Q: Writing in The Guardian, Hephzibah Anderson says, “As [Birkhead] charts our mutual history, he considers the Egyptians’ bird-filled catacombs, the evolution of falconry, and the Victorian craze for stuffed specimens. A response that’s altogether newer is empathy, the implications of which Birkhead probes with typical fastidiousness.” What do you think of that description, and what role do you see empathy playing in the human-bird dynamic?
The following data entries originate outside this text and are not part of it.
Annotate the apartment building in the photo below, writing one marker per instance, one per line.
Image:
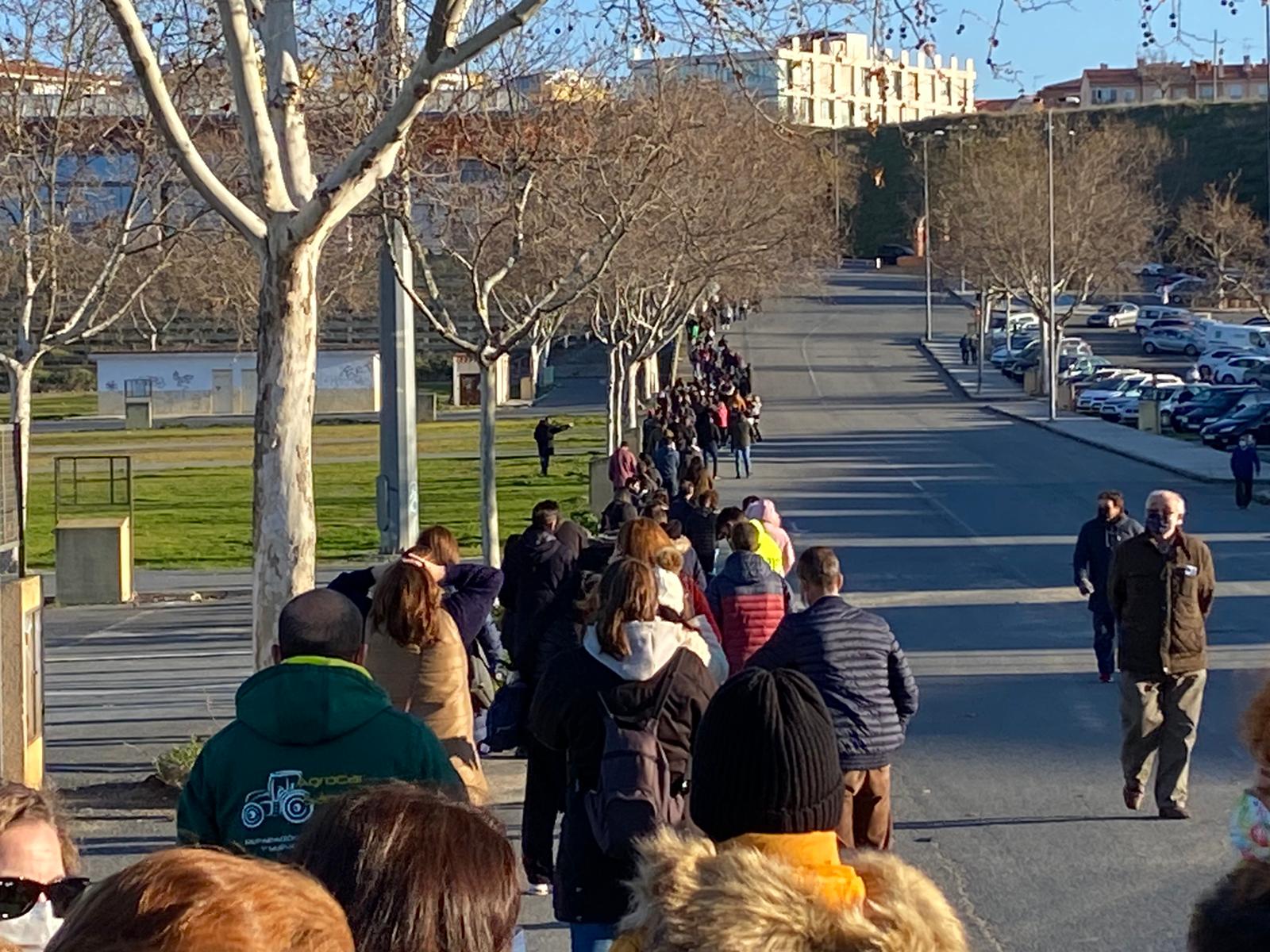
(833, 80)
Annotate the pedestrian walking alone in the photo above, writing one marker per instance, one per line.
(1245, 466)
(1098, 539)
(863, 674)
(545, 435)
(740, 435)
(1161, 588)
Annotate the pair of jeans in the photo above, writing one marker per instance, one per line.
(1104, 641)
(1242, 493)
(591, 937)
(1159, 717)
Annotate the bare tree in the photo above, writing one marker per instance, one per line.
(994, 201)
(1225, 240)
(286, 215)
(522, 216)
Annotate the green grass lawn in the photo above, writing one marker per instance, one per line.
(57, 406)
(202, 517)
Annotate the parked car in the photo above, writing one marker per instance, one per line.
(1118, 314)
(1218, 403)
(1214, 359)
(1251, 419)
(1149, 315)
(1235, 368)
(891, 254)
(1172, 340)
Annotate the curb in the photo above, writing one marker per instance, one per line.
(1126, 454)
(952, 382)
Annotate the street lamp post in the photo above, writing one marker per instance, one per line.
(1049, 347)
(926, 228)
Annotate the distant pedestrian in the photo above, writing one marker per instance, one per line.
(747, 598)
(1098, 539)
(1161, 587)
(863, 674)
(622, 465)
(1245, 466)
(740, 436)
(545, 435)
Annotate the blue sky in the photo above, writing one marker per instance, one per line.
(1057, 42)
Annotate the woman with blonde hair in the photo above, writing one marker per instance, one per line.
(38, 869)
(633, 666)
(414, 651)
(679, 597)
(202, 900)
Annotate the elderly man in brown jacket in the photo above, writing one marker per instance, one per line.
(1161, 587)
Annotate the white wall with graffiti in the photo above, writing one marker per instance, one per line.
(190, 384)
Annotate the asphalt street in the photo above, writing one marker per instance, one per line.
(956, 526)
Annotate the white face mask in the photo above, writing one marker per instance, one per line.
(33, 931)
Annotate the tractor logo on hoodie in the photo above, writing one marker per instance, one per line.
(283, 797)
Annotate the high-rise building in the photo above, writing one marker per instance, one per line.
(833, 80)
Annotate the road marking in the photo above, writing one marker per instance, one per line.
(810, 374)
A: Anderson is right. I do not think many people have thought about the transition from exploitation — thinking of birds as something to kill and eat — to empathy. Caring about birds.

 

What I have tried to do in Birds and Us is map out the course of human empathy for birds through time. The aristocracy was obsessed by falconry from the 13th century. They cared very much for their falcons and hawks, but much less or not at all for their prey.

 

When anyone spoke up, and it was usually women, their concern was not so much with the falcon’s prey, but with the brutalizing effect that falconry had on its practitioners.

 

One of the triggers for empathy towards birds was the realisation that humans could cause an entire species to go extinct.

 

Two of my ornithological heroes were John Wolley and Alfred Newton, who in 1858 went to Iceland in the hope of finding at least a few great auks still alive. They were too late, the last two had been clubbed to death in 1844. Poor Wolley died soon after their return to the UK.

 

Newton, however, was overwhelmed by what they had discovered. Prior to this, extinction was thought to something that happened naturally and long ago — to dinosaurs, for example — and not something that humans could do. In response to this realisation, Newton became one of the first bird conservationists.

 

Q: Given the issues surrounding climate change, what do you see looking forward for the relationship between birds and humans?

 

A: The point of Birds and Us is that our current caring relationship with birds is an extremely fragile one. It is also relatively recent. To know how fragile and precarious our present approach to birds is, we need to know about our past relationships.

 

Birds are in desperate need of protection. Bird populations are in steep decline all over the world and we are the cause: too many people. We are responsible for climate change, for deforestation, for bird flu and much else. A world without birds hardly bears thinking about. A world with 50 percent fewer birds is a poorer place too.

 

In my lifetime I have witnessed a 50 percent reduction in the abundance of birds, so I know what that reduction feels like. My task in Birds and Us has been to create greater awareness of the value of birds.

 

Q: What are you working on now?

 

A: Alfred Newton was the greatest of Victorian ornithologists. He was obsessed by the great auk, and I am too. I have studied other auks, guillemots (murres in North America), razorbills and puffins for over 50 years.

 

They are among the most extraordinary birds. They live in colonies and watching a group of guillemots as I have done on the Island of Skomer, Wales, for many years, is like watching a soap opera.

 

Many of “my” birds are individually banded so I can recognise them individually and their long lives are as fascinating and complex as our own.

 

Not surprisingly, then, I have fantasised about their large, flightless and extinct cousin: the great auk. A few years ago I was given exclusive access to the papers of someone who over his lifetime collected more great auk specimens — eggs and stuffed birds — than anyone before and since.

 

I became intrigued by this man’s obsessive quest to obtain these specimens and, crucially what those specimens can tell us about a bird that no ornithologist ever saw alive. It is a biological detective story.

 

Q: Anything else we should know?

 

A: As a scientist I wanted to do several things in Birds and Us. The first was to show, I hope, that scientists are not devoid of feelings. Yes, to be an ornithologist you have to be rigorous and objective, but that does not preclude a real passion for birds.

 

Linked to that I also wanted to provide some clues as to how someone might, like me, enjoy a career studying birds. To do that, I have related stories from my rather unpromising early life, and recounted how they melded together to allow me to become a very content educator and researcher.